The Los Angeles Times reports about live streaming cellular video. Although the article focuses on technology entrepreneur Jason Calacanis, I was more interested in the comments from Laura Fitton about how she used Qik when her grandmother was dying.
Fitton, a consultant in public speaking, visited her paternal grandmother, who was dying in Massachusetts at a hospice on Cape Cod. Her grandmother was given two weeks to live, and Fitton’s father in Florida wasn’t sure whether he should immediately fly to the hospice.
Fitton, who has a Qik feed (see left), aimed her camera phone at her grandmother so her father could see his mother at the hospice. “It almost gave him a chance to sit with her awhile and start to come to terms with what he had to come and do,” Fitton says in the article.
Her father decided to fly to the Cape and saw his mother the following day. She died less than a day later. “’Time was more of the essence than anyone knew,’ Fitton said, and so the video session ‘really made a difference in our lives,’” the Los Angeles Times reports.

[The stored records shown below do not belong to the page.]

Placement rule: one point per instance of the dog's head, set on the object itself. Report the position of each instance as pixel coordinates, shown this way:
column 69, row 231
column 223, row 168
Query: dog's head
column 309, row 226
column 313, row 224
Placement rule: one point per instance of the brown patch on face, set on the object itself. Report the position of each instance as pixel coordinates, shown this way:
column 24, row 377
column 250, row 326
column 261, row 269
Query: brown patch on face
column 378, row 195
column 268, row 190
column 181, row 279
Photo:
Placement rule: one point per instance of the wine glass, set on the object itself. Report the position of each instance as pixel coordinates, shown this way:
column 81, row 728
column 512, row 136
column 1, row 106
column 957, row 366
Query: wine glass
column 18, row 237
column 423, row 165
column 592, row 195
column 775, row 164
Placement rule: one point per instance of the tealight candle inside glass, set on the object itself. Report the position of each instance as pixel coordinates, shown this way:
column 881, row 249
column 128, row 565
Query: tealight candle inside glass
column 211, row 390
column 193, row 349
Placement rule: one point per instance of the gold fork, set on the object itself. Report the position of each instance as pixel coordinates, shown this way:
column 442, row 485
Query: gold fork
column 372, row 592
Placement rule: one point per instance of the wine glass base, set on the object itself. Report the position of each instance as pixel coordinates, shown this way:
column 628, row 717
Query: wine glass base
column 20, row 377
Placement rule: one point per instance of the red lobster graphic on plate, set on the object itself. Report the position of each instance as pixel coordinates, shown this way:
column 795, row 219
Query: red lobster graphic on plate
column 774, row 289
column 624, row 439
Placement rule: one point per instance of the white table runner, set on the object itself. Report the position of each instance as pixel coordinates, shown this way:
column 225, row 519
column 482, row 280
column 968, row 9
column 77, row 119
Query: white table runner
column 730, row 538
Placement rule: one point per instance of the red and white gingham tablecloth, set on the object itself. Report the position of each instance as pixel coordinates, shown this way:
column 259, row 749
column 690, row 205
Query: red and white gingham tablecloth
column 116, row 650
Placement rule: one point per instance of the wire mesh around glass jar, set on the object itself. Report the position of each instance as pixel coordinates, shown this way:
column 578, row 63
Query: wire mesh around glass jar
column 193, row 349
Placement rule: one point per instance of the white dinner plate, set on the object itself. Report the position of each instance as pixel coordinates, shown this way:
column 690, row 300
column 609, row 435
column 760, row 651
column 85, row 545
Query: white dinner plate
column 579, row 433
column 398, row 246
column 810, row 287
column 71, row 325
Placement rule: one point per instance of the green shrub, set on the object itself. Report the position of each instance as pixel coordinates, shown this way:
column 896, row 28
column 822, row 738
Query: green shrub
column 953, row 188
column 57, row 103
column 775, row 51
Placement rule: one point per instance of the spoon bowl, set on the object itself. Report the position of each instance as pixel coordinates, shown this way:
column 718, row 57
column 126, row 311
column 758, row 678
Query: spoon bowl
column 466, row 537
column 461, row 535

The power of personal live streaming
Many techies use their phones to interview other techies, to stream conferences and to show their lunches and dinners. That’s fine, and there can be a lot of value with that.
But Fitton’s live streaming dramatically highlights the power of this technology for personal use. It’s applications like Fitton’s — not one more lame, blurry, noisy party video — that helps to illustrate how live streaming cellular video is revolutionary.